Shared options are in section [horiz_press_grad]:

# resolutions in km (distance between the two columns)
horiz_resolutions = [4.0, 3.0, 2.0, 1.5, 1.0, 0.75, 0.5]

# vertical resolution in m for each two-column setup
vert_resolutions = [4.0, 3.0, 2.0, 1.5, 1.0, 0.75, 0.5]

# geometric sea-surface and sea-floor midpoint values and x-gradients
geom_ssh_mid = 0.0
geom_ssh_grad = 0.0
geom_z_bot_mid = -500.0
geom_z_bot_grad = 0.0

# pseudo-height bottom midpoint and x-gradient
z_tilde_bot_mid = -576.0
z_tilde_bot_grad = 0.0

# midpoint and gradient node values for piecewise profiles
z_tilde_mid = [0.0, -48.0, -144.0, -288.0, -576.0]
z_tilde_grad = [0.0, 0.0, 0.0, 0.0, 0.0]

temperature_mid = [22.0, 20.0, 14.0, 8.0, 5.0]
temperature_grad = [0.0, 0.0, 0.0, 0.0, 0.0]

salinity_mid = [35.6, 35.4, 35.0, 34.8, 34.75]
salinity_grad = [0.0, 0.0, 0.0, 0.0, 0.0]

# reference settings
reference_quadrature_method = gauss4
reference_quadrature_subdivisions = 4
reference_horiz_eps_km = 1.0e-3

# regression thresholds and convergence checks
omega_vs_polaris_rms_threshold = 1.0e-10
omega_vs_reference_high_res_rms_threshold = 1.0e-6
omega_vs_reference_convergence_rate_min = 1.5
omega_vs_reference_convergence_rate_max = 2.1
omega_vs_reference_convergence_fit_max_resolution = 4.0

The omega_vs_polaris_rms_threshold bounds the RMS difference between the Omega forward HPGA and the Python-initialized HPGA (the consistency check). The omega_vs_reference_* options bound the Omega-vs-reference accuracy: the RMS error at the highest resolution, the allowed power-law convergence slope, and the finest horizontal resolution included in the convergence fit (all resolutions are still shown in the plots).

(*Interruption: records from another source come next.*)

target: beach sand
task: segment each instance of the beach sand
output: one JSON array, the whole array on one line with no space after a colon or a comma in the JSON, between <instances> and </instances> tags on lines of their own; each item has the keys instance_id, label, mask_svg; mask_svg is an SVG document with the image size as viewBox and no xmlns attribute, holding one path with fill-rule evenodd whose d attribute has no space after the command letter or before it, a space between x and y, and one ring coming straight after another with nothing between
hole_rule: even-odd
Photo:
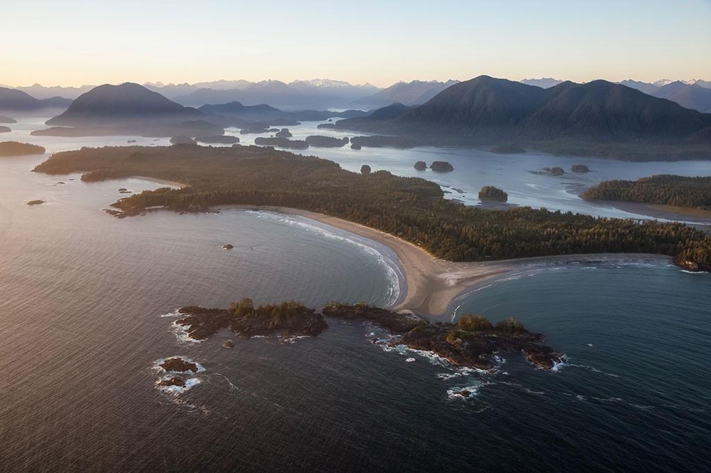
<instances>
[{"instance_id":1,"label":"beach sand","mask_svg":"<svg viewBox=\"0 0 711 473\"><path fill-rule=\"evenodd\" d=\"M374 229L335 217L298 209L229 206L232 208L266 210L300 215L378 241L397 256L405 276L405 293L395 310L408 310L424 316L444 316L451 311L451 303L458 295L481 283L504 274L527 268L573 263L621 261L669 261L667 256L637 254L596 254L540 256L483 263L452 263L436 258L422 248L403 239Z\"/></svg>"}]
</instances>

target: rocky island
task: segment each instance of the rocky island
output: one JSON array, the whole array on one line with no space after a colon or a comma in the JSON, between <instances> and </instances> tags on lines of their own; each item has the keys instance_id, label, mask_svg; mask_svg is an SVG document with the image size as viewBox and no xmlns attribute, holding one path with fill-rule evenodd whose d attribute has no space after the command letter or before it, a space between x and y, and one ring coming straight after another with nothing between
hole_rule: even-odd
<instances>
[{"instance_id":1,"label":"rocky island","mask_svg":"<svg viewBox=\"0 0 711 473\"><path fill-rule=\"evenodd\" d=\"M0 143L0 156L23 156L31 154L44 154L45 148L28 143L4 141Z\"/></svg>"},{"instance_id":2,"label":"rocky island","mask_svg":"<svg viewBox=\"0 0 711 473\"><path fill-rule=\"evenodd\" d=\"M590 168L584 164L574 164L572 167L570 168L570 170L574 173L579 173L582 174L584 173L589 173Z\"/></svg>"},{"instance_id":3,"label":"rocky island","mask_svg":"<svg viewBox=\"0 0 711 473\"><path fill-rule=\"evenodd\" d=\"M447 161L432 161L429 168L436 173L449 173L454 170L454 166Z\"/></svg>"},{"instance_id":4,"label":"rocky island","mask_svg":"<svg viewBox=\"0 0 711 473\"><path fill-rule=\"evenodd\" d=\"M456 366L483 371L496 369L499 352L522 352L530 362L550 369L563 362L565 355L543 344L542 335L533 333L514 318L496 325L481 315L463 315L456 324L433 323L415 315L392 312L366 304L331 303L321 313L300 302L282 303L255 308L251 299L233 303L229 309L186 307L178 310L182 326L194 339L205 339L222 329L247 338L256 335L282 337L318 335L328 327L324 316L344 320L368 322L386 330L390 346L430 352ZM197 372L195 364L169 359L160 365L166 371Z\"/></svg>"},{"instance_id":5,"label":"rocky island","mask_svg":"<svg viewBox=\"0 0 711 473\"><path fill-rule=\"evenodd\" d=\"M311 146L319 148L341 148L348 143L348 138L333 138L332 136L322 136L321 135L311 135L306 136L306 142Z\"/></svg>"},{"instance_id":6,"label":"rocky island","mask_svg":"<svg viewBox=\"0 0 711 473\"><path fill-rule=\"evenodd\" d=\"M251 299L233 303L229 309L184 307L176 323L196 340L209 338L222 329L241 337L279 335L284 337L317 335L327 327L324 317L300 302L255 307Z\"/></svg>"},{"instance_id":7,"label":"rocky island","mask_svg":"<svg viewBox=\"0 0 711 473\"><path fill-rule=\"evenodd\" d=\"M255 138L255 144L259 146L277 146L279 148L290 148L292 149L306 149L309 143L302 140L290 140L288 138Z\"/></svg>"},{"instance_id":8,"label":"rocky island","mask_svg":"<svg viewBox=\"0 0 711 473\"><path fill-rule=\"evenodd\" d=\"M485 185L479 191L479 200L496 200L498 202L506 202L508 200L508 194L498 187L493 185Z\"/></svg>"},{"instance_id":9,"label":"rocky island","mask_svg":"<svg viewBox=\"0 0 711 473\"><path fill-rule=\"evenodd\" d=\"M195 141L208 144L235 144L240 142L240 138L228 135L215 135L214 136L198 136L195 138Z\"/></svg>"}]
</instances>

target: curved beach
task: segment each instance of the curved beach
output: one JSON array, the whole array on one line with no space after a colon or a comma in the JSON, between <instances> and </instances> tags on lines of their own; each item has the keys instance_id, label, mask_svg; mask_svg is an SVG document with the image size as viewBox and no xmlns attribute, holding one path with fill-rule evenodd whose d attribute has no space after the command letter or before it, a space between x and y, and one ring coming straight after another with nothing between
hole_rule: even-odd
<instances>
[{"instance_id":1,"label":"curved beach","mask_svg":"<svg viewBox=\"0 0 711 473\"><path fill-rule=\"evenodd\" d=\"M365 225L336 217L288 207L230 206L292 214L374 240L392 249L397 256L405 276L405 294L395 310L409 310L424 316L444 316L457 296L481 283L525 268L577 262L660 261L668 256L646 254L592 254L539 256L491 262L453 263L436 258L422 248Z\"/></svg>"}]
</instances>

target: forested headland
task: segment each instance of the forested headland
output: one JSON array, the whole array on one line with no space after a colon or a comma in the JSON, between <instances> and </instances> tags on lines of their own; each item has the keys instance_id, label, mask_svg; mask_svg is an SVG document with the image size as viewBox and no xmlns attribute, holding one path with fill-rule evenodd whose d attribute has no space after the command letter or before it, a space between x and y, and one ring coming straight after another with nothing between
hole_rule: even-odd
<instances>
[{"instance_id":1,"label":"forested headland","mask_svg":"<svg viewBox=\"0 0 711 473\"><path fill-rule=\"evenodd\" d=\"M142 175L187 185L114 204L128 214L155 207L184 212L230 204L287 207L362 224L452 261L652 253L711 270L711 236L681 223L466 207L445 200L439 186L424 179L383 170L352 173L327 160L257 146L83 148L55 153L35 170L84 172L85 181Z\"/></svg>"},{"instance_id":2,"label":"forested headland","mask_svg":"<svg viewBox=\"0 0 711 473\"><path fill-rule=\"evenodd\" d=\"M711 178L661 174L637 180L606 180L586 190L582 197L711 210Z\"/></svg>"}]
</instances>

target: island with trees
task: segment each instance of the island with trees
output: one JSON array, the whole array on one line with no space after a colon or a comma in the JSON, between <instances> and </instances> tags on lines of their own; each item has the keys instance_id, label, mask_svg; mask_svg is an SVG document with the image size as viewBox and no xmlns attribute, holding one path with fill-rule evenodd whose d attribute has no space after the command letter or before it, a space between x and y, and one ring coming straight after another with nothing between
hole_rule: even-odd
<instances>
[{"instance_id":1,"label":"island with trees","mask_svg":"<svg viewBox=\"0 0 711 473\"><path fill-rule=\"evenodd\" d=\"M606 180L587 190L582 197L711 210L711 177L663 174L637 180Z\"/></svg>"},{"instance_id":2,"label":"island with trees","mask_svg":"<svg viewBox=\"0 0 711 473\"><path fill-rule=\"evenodd\" d=\"M290 140L288 138L258 136L255 138L255 144L260 146L277 146L292 149L306 149L309 148L309 143L304 140Z\"/></svg>"},{"instance_id":3,"label":"island with trees","mask_svg":"<svg viewBox=\"0 0 711 473\"><path fill-rule=\"evenodd\" d=\"M34 170L82 172L85 182L141 175L186 185L121 199L113 205L123 216L156 208L291 207L370 227L450 261L646 253L711 270L711 236L683 223L464 206L444 199L438 185L420 178L353 173L328 160L260 146L84 148L55 153Z\"/></svg>"},{"instance_id":4,"label":"island with trees","mask_svg":"<svg viewBox=\"0 0 711 473\"><path fill-rule=\"evenodd\" d=\"M333 136L323 136L321 135L311 135L306 136L306 143L310 146L319 148L341 148L348 143L348 138L333 138Z\"/></svg>"},{"instance_id":5,"label":"island with trees","mask_svg":"<svg viewBox=\"0 0 711 473\"><path fill-rule=\"evenodd\" d=\"M0 143L0 156L24 156L32 154L44 154L43 146L18 143L17 141L3 141Z\"/></svg>"},{"instance_id":6,"label":"island with trees","mask_svg":"<svg viewBox=\"0 0 711 473\"><path fill-rule=\"evenodd\" d=\"M296 301L255 307L248 298L232 303L228 309L191 306L181 308L178 313L176 323L196 340L206 339L223 329L247 338L316 336L328 327L326 316L368 322L387 330L390 346L429 352L456 366L493 371L496 368L494 356L500 352L523 353L530 362L543 369L550 369L565 360L562 353L543 344L541 334L529 332L514 318L494 325L481 315L465 315L456 324L435 323L365 303L331 303L316 312ZM181 359L166 360L161 366L176 372L197 368Z\"/></svg>"},{"instance_id":7,"label":"island with trees","mask_svg":"<svg viewBox=\"0 0 711 473\"><path fill-rule=\"evenodd\" d=\"M578 173L579 174L584 174L585 173L589 173L590 168L586 166L584 164L574 164L571 168L570 170L574 173Z\"/></svg>"}]
</instances>

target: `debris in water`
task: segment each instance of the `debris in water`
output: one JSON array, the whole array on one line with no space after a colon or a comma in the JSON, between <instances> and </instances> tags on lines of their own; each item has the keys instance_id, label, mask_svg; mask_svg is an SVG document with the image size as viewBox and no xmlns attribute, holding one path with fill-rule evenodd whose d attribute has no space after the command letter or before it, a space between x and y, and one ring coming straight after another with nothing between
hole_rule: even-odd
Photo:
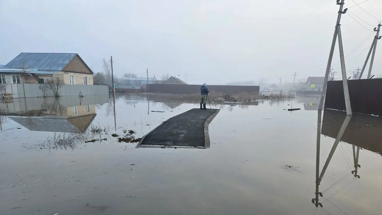
<instances>
[{"instance_id":1,"label":"debris in water","mask_svg":"<svg viewBox=\"0 0 382 215\"><path fill-rule=\"evenodd\" d=\"M298 169L298 167L296 166L293 166L291 165L284 165L281 167L283 169L286 170L287 171L296 171L297 172L301 172L301 171L299 171L297 169Z\"/></svg>"},{"instance_id":2,"label":"debris in water","mask_svg":"<svg viewBox=\"0 0 382 215\"><path fill-rule=\"evenodd\" d=\"M119 137L118 138L118 142L120 143L121 142L125 142L125 143L136 143L137 142L139 142L142 138L137 138L136 139L134 138L130 138L130 137Z\"/></svg>"}]
</instances>

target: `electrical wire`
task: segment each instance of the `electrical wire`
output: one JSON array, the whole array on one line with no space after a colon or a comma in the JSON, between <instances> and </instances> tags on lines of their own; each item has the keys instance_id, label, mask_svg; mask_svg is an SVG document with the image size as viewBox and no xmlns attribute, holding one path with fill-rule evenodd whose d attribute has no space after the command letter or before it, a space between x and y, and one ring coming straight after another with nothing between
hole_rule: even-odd
<instances>
[{"instance_id":1,"label":"electrical wire","mask_svg":"<svg viewBox=\"0 0 382 215\"><path fill-rule=\"evenodd\" d=\"M360 25L362 25L362 26L363 26L363 27L364 28L366 28L366 29L367 29L367 30L368 30L368 31L371 31L372 32L373 32L373 33L374 33L374 31L372 31L371 30L370 30L370 29L369 29L369 28L367 28L367 27L366 27L366 26L365 26L364 25L362 24L361 24L361 23L360 22L359 22L358 21L358 20L356 20L356 19L354 19L354 17L353 17L353 16L351 16L351 15L350 15L350 14L349 13L346 13L346 14L347 14L348 15L349 15L349 16L350 16L350 17L351 17L351 18L352 18L353 19L353 20L355 20L356 22L358 22L358 23L359 23L359 24L360 24Z\"/></svg>"},{"instance_id":2,"label":"electrical wire","mask_svg":"<svg viewBox=\"0 0 382 215\"><path fill-rule=\"evenodd\" d=\"M353 1L353 0L352 0L352 1ZM348 8L352 8L352 7L354 7L354 6L356 6L358 5L360 5L360 4L362 4L362 3L363 3L364 2L366 2L367 1L369 1L369 0L366 0L366 1L364 1L363 2L361 2L361 3L358 3L358 4L357 4L357 3L355 2L354 2L354 1L353 1L353 2L354 2L354 3L355 3L356 4L357 4L354 5L353 5L353 6L351 7L349 7ZM359 7L359 6L358 6L358 7Z\"/></svg>"},{"instance_id":3,"label":"electrical wire","mask_svg":"<svg viewBox=\"0 0 382 215\"><path fill-rule=\"evenodd\" d=\"M372 24L369 24L369 23L368 23L368 22L366 22L366 21L362 19L361 19L359 17L358 17L355 14L354 14L354 13L352 13L351 11L349 10L348 10L348 12L350 13L351 13L352 14L353 14L353 15L354 15L356 17L357 17L358 19L359 19L360 20L361 20L361 21L363 21L363 22L366 23L366 24L368 24L369 25L371 26L371 27L372 27L373 28L374 28L374 25L372 25Z\"/></svg>"},{"instance_id":4,"label":"electrical wire","mask_svg":"<svg viewBox=\"0 0 382 215\"><path fill-rule=\"evenodd\" d=\"M379 19L379 18L377 18L377 17L375 17L375 16L373 16L373 15L372 15L371 14L370 14L370 13L369 13L368 12L367 12L367 11L366 11L365 10L364 10L363 8L362 8L361 7L361 6L359 6L359 4L361 4L361 3L363 3L363 2L367 2L367 1L368 1L368 0L367 0L366 1L365 1L364 2L361 2L361 3L359 3L359 4L357 4L357 3L356 3L356 2L354 2L354 1L353 1L353 0L351 0L351 1L352 1L352 2L354 2L354 3L355 3L356 4L356 4L356 5L354 5L354 6L351 6L351 7L354 7L354 6L358 6L358 7L359 7L359 8L360 8L362 10L363 10L363 11L364 11L365 13L367 13L367 14L369 14L369 15L370 15L370 16L372 16L372 17L373 17L373 18L375 18L375 19L377 19L377 20L378 20L379 21L381 21L381 19Z\"/></svg>"}]
</instances>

The three task variants specialize one horizontal gradient field:

  • salinity_gradient: nonzero salinity_grad

  • temperature_gradient: nonzero temperature_grad

  • ztilde_gradient: nonzero z_tilde_bot_grad

time step and run duration

The forward step performs one model time step and outputs pressure-gradient diagnostics used in the analysis.

analysis

The analysis step computes and plots:

  • Omega RMS error versus reference (omega_vs_reference.png), including a power-law fit and convergence slope, and

  • Omega RMS difference versus Python initialization (omega_vs_python.png).

The corresponding tabulated data are written to omega_vs_reference.nc and omega_vs_python.nc.

For the Omega-versus-reference comparison, the analytic reference \(a(\tilde z)\) is layer-averaged over the model’s actual pseudo-height layer bounds (from init.nc) using 4-point Gauss–Legendre quadrature. The deepest valid layer is excluded from the RMS error calculation because that layer abuts the bathymetry, where partial bottom cells make the model layer’s geometric extent differ from the smooth reference geometry.

For the Omega-versus-Python comparison, the analysis uses the HPGA written by the init step in init.nc, so this second metric should be read as an implementation-consistency check rather than as an accuracy measure against the high-fidelity reference.

Implementation details for the ReferenceColumn evaluator and the init and analysis steps are described in horiz_press_grad.